Surely the best approach is a joint one of stopping these things starting in the first place, and also having a better response system in place?
 
Not much point living in a world like that
Well, it wouldn't be forever. It'd be for the foreseeable until we can find a mix of vaccines and therapeutics that can ensure we see this off like the flu.

Even until that point, though, people can live with greater restrictions than we usually are accustomed to and lead a less than meagre existence, socially-speaking.
 
Most countries in the east are more open than we are?

Your solution is to stay in lockdown. I do agree that we won't need another lockdown if we stay in lockdown. Thats true..
They are disciplined and savvy enough to know where the time and places are to be socially interactive and 'normal', and when there's a need to be smart and safe. They have muscle memory where epidemics are concerned and it's something we need to acquire and quickly.

Having a government that is completely irresponsible makes that task more difficult, I grant you.
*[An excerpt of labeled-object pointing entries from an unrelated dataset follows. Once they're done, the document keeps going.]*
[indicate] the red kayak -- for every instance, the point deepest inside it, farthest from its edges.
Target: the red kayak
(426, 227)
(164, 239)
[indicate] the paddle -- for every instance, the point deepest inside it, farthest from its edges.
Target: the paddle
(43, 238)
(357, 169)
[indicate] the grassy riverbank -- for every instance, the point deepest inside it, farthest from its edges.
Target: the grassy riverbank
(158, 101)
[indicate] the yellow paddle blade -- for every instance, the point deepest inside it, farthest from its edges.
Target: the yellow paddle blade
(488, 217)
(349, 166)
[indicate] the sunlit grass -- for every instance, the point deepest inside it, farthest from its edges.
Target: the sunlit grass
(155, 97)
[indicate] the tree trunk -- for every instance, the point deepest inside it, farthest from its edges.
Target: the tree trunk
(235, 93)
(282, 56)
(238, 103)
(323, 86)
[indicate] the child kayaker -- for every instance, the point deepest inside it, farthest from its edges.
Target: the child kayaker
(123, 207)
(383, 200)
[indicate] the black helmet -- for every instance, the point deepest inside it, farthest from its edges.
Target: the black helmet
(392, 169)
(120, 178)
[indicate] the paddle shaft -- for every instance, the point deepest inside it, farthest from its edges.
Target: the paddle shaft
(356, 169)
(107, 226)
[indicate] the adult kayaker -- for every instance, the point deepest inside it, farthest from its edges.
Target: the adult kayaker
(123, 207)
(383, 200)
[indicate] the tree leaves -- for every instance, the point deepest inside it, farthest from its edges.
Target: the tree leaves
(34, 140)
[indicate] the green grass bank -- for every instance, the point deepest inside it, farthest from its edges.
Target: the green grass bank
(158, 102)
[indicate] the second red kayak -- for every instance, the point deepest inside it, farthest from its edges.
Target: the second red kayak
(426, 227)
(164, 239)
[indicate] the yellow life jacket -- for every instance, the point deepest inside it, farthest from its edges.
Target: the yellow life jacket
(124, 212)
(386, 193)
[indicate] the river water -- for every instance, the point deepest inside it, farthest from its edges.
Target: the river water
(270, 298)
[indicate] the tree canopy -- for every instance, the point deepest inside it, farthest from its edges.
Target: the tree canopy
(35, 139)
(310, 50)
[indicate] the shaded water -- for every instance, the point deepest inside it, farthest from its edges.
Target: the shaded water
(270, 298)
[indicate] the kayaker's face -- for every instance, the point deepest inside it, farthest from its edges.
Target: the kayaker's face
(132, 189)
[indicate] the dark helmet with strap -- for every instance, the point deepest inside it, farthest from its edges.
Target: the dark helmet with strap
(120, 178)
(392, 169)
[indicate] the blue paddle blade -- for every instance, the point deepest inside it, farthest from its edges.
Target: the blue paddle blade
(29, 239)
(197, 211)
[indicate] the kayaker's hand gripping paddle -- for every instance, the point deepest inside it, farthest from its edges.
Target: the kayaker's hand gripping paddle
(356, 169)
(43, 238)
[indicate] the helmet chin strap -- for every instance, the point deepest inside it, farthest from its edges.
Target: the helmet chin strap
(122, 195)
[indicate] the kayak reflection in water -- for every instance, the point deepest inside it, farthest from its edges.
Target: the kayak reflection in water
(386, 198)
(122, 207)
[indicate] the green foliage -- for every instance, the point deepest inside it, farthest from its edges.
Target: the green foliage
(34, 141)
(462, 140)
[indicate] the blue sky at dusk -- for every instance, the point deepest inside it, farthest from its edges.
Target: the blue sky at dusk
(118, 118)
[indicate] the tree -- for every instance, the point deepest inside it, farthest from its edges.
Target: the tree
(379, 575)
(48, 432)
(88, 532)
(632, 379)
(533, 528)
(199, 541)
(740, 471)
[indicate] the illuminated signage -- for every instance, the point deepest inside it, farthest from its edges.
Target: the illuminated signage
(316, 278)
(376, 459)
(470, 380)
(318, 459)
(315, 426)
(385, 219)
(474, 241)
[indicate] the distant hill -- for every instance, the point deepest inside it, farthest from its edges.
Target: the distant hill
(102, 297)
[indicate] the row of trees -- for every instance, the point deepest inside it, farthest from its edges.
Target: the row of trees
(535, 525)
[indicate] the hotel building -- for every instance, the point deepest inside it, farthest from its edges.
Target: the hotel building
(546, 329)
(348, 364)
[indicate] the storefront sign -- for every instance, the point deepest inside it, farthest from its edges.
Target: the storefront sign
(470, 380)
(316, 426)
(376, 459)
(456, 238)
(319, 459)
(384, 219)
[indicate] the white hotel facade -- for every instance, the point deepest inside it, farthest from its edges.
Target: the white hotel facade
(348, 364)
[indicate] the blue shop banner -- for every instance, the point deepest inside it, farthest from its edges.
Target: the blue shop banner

Which is why they are no better than a bunch of murderers looking for short term economic activity and dispensing at the first "opprtunity" with restrictions that can keep us safe.
 
They're having festivals in Wuhan and Japanese crowds at events are usually massive.

As far as I'm aware, they didn't stop large events for years and years after SARS, either.

So, do we?
They are completely on the ball in those places and will move quickly with any sign of infections to crush it.

You cant compare a society like that with ours where we have a basket case government shovelling billions of tax payer pounds to their completely inept private sector pals to shove in their accounts in return for rubbish equipment and strategies to deal with infections case rises.
 
They are disciplined and savvy enough to know where the time and places are to be socially interactive and 'normal', and when there's a need to be smart and safe. They have muscle memory where epidemics are concerned and it's something we need to acquire and quickly.

Having a government that is completely irresponsible makes that task more difficult, I grant you. Which is why they are no better than a bunch of murderers looking for short term economic activity and dispensing at the first "opprtunity" with restrictions that can keep us safe.
Nobody is really saying finish the lockdown today, theres probably another 8 weeks to go before anything opens.

I think most people are hopeful that the vaccines can significantly reduce deaths to a reasonable level and life can then resume. Time will tell, I personally wouldn't want another couple of years surviving rather than living.